Jack Tulp: From what I've seen, these blue scars point merely to redundant data that someone has else has planted in MyH. It is very frustrating that now that many of my trees are finally free of the need to merge (thanks to three or four wonderful curators!), and the trees finally look presentable to my my family, that MyH has come along and added these scars.

How long would it take for curators and other family group members to wade through my 20,000+ profiles and remove the scars? 6 months, a year, two years?

Are you threatening me by telling me "I guess you won´t start deleting the profiles you manage. First of all there are plenty of them mildly said and all of them are recoverable and you will be able to delete only the profiles that are connected from one side. So i would suggest that you learn how to deal with them and in the end you might start to find them useful."? Daring me? Baiting me? I don't understand, nor appreciate your choice of words.

I just read: " Curators are given ... Full view and edit permissions for your profiles, so they can assist you at your request." I never knew this before.

Does this mean that curators can handle my 20,000+ profiles to delete the blue scars? Would they be willing to? How long would it take? Can they do it without my asking 20,000 times?

We (curators) cant handle your blue dots, unless we are either in the family group, or a co-manager *of the profiles* with the matches.

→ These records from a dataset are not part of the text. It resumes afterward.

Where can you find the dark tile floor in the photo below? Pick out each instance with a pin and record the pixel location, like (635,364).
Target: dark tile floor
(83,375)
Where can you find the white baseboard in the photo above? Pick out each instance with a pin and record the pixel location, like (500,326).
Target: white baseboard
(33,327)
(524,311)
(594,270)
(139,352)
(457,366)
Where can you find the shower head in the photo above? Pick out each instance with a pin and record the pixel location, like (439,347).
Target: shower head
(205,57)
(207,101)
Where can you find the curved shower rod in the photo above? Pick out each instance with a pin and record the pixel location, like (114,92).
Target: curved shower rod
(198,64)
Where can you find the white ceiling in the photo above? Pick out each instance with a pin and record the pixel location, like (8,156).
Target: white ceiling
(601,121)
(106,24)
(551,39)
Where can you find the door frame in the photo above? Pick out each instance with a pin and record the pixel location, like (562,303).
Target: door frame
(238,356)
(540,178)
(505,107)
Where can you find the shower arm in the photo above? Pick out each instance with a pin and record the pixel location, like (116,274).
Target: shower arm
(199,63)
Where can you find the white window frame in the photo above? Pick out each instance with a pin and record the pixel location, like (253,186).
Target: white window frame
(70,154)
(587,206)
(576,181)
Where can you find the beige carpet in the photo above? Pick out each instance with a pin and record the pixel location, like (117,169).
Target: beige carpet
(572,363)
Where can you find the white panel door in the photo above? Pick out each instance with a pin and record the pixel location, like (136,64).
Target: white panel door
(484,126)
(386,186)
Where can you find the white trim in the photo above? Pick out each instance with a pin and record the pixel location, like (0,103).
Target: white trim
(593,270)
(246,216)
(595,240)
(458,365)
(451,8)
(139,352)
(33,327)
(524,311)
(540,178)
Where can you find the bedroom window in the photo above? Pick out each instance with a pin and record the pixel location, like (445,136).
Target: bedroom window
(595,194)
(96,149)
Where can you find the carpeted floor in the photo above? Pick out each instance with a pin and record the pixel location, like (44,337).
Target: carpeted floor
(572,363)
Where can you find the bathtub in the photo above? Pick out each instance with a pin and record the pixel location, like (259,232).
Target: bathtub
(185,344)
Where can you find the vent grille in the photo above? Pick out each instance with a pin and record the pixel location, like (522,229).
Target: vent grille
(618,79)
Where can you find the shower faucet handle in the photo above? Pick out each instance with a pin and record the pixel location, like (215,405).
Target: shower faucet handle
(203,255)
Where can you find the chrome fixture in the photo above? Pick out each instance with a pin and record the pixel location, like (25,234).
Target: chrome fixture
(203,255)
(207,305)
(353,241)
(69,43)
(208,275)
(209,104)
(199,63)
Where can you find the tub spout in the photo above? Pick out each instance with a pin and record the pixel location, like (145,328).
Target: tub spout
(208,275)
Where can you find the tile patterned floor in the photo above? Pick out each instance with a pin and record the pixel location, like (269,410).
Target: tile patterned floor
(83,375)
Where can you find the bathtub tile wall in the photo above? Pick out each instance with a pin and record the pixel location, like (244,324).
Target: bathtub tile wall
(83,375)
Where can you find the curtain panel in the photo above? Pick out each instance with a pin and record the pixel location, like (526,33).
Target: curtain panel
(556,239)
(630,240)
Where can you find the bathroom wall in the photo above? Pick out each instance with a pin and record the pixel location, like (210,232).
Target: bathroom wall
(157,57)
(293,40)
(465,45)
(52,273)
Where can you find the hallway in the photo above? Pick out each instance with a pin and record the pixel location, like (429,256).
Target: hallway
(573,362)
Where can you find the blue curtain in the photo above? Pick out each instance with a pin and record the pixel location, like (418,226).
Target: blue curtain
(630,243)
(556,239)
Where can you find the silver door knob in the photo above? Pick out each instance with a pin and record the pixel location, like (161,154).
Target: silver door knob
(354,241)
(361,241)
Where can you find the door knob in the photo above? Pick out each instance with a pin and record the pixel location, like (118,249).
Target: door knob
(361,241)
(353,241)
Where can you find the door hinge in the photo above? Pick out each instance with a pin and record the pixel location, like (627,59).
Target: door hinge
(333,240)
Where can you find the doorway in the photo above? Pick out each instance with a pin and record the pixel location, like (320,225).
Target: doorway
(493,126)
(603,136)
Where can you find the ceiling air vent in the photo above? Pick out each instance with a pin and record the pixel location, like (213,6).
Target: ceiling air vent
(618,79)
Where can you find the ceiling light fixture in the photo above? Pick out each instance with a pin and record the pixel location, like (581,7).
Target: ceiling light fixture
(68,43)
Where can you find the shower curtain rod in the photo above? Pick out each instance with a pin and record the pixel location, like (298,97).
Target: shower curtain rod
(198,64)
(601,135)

The blue dots vary in content. Some are to actual records, which will be increasing all the time as new record sets are made available. Some are to MH trees, which new ones are added all the time as well. So like merging, even after the initial ones are resolved, new ones will occasionaly appear.

How long dealing with the initial set of potential matches will take would depend on many factors. If you have very well filled in profiles already, then obviously most MH tree matches wont have new data. Then they will likely only take a few seconds to confirm. I would suggest starting with those in your close family area, those are the least likely to be resolved by anyone else. Co-managed profiles may get done by someone else.....so give it a few days to see how it looks then.

Mark Harold Melmed I don´t threat you nor bate or anything else like that. I just tell you the facts. You can´t know for sure that all the blue dots are useless and these shouldn´t bother you, just let them be and let it take 6 months to check them out. Rome wasn´t built in a day also.

Kristina: Thanks for your feedback. I supposed that curators would not be able to handle my blue scars, but I just wanted to verify that. Your advice works well for folks with small trees who are inclined to spend the time, effort, and money checking through MyH, knowing that the vast majority of the time is wasted. I have neither the time nor the money to waste on that effort. That is why I am striving so hard for Geni.com to provide alternative strategies.

Mark, as for now, I believe the rule for who can accept / reject the matches is profiles in your family group, profiles you manage, and ancestors up to 20 generations. So if a curator or another member with a data subscription falls into any of these areas via the world tree, those matches should eventually get resolved.

Geni just showed me a Smart Match (one of Mark Harold Melmed "scars") which gave me 5 new siblings for my wife's g g g grandfather. I saved them as a source and can enter them on Geni as I check them out.